Thanks everyone for your constructive feedback, I thoroughly enjoyed reading through all the comments and critiques.
While looking at these cloisonné enamel watches, I think it’s important to bear in mind not many of us have seen them in the flesh. I’ve myself have only gotten to handle a few over the past 25 years. I took a relatively long video so that the beauty of these dials can be shared with everyone.
Regarding authenticity, all I can say is that I’ve had a long enough relationship with my dealer, his expertise in Omega, and the price for which I paid, to be fairly confident of what I have.

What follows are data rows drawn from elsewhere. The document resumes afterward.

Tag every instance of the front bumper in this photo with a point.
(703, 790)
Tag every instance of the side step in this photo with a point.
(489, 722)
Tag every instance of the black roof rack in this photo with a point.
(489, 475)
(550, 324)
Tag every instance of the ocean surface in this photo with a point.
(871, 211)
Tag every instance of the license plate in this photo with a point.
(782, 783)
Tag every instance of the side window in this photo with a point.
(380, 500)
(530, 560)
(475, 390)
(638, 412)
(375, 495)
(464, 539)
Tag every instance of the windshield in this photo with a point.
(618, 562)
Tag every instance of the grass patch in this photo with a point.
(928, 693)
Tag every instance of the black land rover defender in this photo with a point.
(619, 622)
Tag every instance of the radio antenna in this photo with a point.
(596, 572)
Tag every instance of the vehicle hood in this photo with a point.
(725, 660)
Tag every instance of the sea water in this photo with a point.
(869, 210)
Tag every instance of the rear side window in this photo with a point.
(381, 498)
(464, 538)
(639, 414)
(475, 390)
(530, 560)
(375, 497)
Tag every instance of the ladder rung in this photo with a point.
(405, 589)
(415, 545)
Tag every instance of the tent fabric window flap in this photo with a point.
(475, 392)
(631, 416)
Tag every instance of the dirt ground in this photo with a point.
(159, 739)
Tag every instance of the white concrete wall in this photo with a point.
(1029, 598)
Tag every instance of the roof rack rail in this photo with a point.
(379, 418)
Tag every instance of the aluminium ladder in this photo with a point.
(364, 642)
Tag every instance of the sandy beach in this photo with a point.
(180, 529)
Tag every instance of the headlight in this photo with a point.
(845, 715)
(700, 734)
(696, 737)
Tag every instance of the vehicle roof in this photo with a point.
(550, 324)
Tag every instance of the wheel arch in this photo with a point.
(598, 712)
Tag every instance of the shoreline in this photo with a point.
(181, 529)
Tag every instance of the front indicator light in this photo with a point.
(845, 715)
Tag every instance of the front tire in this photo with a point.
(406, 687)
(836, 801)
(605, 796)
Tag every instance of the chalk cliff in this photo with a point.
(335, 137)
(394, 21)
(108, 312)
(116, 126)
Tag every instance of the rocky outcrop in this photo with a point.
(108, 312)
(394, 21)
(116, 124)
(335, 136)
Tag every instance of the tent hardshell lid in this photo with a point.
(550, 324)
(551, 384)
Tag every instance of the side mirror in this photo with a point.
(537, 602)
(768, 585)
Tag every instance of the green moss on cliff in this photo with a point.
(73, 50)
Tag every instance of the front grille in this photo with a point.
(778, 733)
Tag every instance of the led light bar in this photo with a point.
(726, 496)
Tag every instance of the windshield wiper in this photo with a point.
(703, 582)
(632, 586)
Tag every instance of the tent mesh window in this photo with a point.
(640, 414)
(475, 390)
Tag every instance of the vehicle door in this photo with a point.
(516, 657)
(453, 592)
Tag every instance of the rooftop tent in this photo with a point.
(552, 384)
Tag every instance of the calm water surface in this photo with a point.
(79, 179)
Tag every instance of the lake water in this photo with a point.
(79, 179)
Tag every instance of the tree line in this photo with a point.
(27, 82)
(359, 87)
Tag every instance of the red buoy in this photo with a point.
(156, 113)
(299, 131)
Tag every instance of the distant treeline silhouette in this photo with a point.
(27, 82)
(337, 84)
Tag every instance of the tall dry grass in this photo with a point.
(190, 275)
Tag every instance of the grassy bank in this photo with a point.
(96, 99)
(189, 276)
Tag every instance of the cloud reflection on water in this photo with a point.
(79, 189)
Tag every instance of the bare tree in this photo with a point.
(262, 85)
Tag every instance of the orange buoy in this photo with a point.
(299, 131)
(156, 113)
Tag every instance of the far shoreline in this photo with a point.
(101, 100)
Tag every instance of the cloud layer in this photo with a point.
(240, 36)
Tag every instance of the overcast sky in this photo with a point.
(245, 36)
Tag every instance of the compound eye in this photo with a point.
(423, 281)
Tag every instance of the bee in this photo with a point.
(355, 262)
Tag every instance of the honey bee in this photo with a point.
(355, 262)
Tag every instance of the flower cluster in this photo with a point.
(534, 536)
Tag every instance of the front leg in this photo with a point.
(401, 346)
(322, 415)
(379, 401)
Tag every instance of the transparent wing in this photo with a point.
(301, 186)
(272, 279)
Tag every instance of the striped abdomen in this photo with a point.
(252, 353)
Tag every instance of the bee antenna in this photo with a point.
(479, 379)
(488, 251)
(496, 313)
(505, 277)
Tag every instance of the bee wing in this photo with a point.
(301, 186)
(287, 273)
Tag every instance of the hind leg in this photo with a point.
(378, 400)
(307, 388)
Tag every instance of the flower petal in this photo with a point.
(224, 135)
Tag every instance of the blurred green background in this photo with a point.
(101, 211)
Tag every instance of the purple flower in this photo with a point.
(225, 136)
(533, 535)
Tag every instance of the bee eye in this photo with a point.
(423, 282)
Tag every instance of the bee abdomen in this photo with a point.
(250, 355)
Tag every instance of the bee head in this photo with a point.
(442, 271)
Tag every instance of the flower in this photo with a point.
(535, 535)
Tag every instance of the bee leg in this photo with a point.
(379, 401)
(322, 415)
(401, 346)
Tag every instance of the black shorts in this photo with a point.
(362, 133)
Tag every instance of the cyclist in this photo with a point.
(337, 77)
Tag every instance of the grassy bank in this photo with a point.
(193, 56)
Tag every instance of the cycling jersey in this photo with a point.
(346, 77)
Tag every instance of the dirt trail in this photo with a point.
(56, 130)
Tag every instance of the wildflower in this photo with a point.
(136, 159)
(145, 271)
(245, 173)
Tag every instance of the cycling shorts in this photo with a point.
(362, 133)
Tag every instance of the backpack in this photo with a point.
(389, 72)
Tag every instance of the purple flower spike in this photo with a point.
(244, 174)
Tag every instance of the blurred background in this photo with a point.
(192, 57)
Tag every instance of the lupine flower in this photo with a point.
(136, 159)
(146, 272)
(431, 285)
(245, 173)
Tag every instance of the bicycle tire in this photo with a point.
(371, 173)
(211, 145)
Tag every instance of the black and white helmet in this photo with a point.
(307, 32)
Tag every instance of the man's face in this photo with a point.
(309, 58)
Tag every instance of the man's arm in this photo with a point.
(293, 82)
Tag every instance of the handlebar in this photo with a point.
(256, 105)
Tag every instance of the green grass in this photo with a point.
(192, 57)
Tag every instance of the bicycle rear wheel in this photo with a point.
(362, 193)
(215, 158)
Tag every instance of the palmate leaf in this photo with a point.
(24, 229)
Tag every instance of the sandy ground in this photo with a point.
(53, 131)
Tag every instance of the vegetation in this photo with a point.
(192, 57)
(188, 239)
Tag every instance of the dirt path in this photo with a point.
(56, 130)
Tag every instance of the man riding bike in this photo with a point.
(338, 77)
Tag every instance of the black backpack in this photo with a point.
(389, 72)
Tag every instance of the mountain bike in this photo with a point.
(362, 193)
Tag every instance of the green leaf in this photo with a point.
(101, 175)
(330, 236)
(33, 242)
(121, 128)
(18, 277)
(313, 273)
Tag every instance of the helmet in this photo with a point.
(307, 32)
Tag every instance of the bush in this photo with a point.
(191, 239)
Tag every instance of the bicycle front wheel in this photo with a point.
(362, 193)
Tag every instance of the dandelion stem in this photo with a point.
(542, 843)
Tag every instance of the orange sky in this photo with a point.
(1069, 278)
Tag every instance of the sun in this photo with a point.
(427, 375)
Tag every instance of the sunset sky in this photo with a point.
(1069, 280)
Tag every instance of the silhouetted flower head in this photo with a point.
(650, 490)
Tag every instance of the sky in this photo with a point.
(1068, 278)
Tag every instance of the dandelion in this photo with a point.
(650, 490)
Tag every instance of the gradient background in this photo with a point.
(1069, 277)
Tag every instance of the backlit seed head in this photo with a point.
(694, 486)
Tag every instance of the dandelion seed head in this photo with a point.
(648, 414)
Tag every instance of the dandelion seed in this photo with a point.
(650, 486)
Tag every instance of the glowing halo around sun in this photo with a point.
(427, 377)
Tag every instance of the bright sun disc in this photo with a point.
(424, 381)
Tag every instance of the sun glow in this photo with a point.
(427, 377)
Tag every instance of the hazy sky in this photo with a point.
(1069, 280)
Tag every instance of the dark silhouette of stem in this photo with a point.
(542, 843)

At the end of the day, like any other vintage watch we buy, we surmise authenticity based on not one particular thing, but rather the sum of all parts (case, movement, crystal, crown etc), other factors such as uniformity of wear, accompanying documentation, and in this case, provenance etc. I believe this watch, when considered in this light, to be honest.
Moreover, every cloisonné enamel dial of the observatory dial is unique in some way. For example, no two dials have the exact same star alignment if one looks closely. Some have a “flat” Omega logo (Phillips) while others are rounded and raised (A journey through time; Omegamania). Some have lumed indices and hands (Phillips), while others are not. Some have longer hands than others (Phillips). No two have been found on the exact same bracelet. John Goldberger believes he has the only rose gold version of this watch, when all others are in yellow gold. Etc etc. Also, owing to the ravages of time, it’s hard to say how each differently each of these dials could have aged over the past 70+ years. I personally not have seen any scholarly research into how sunlight or moisture affects these dials, even though we know factors such as these, can indeed render two identical dials completely different (ie what we call patina).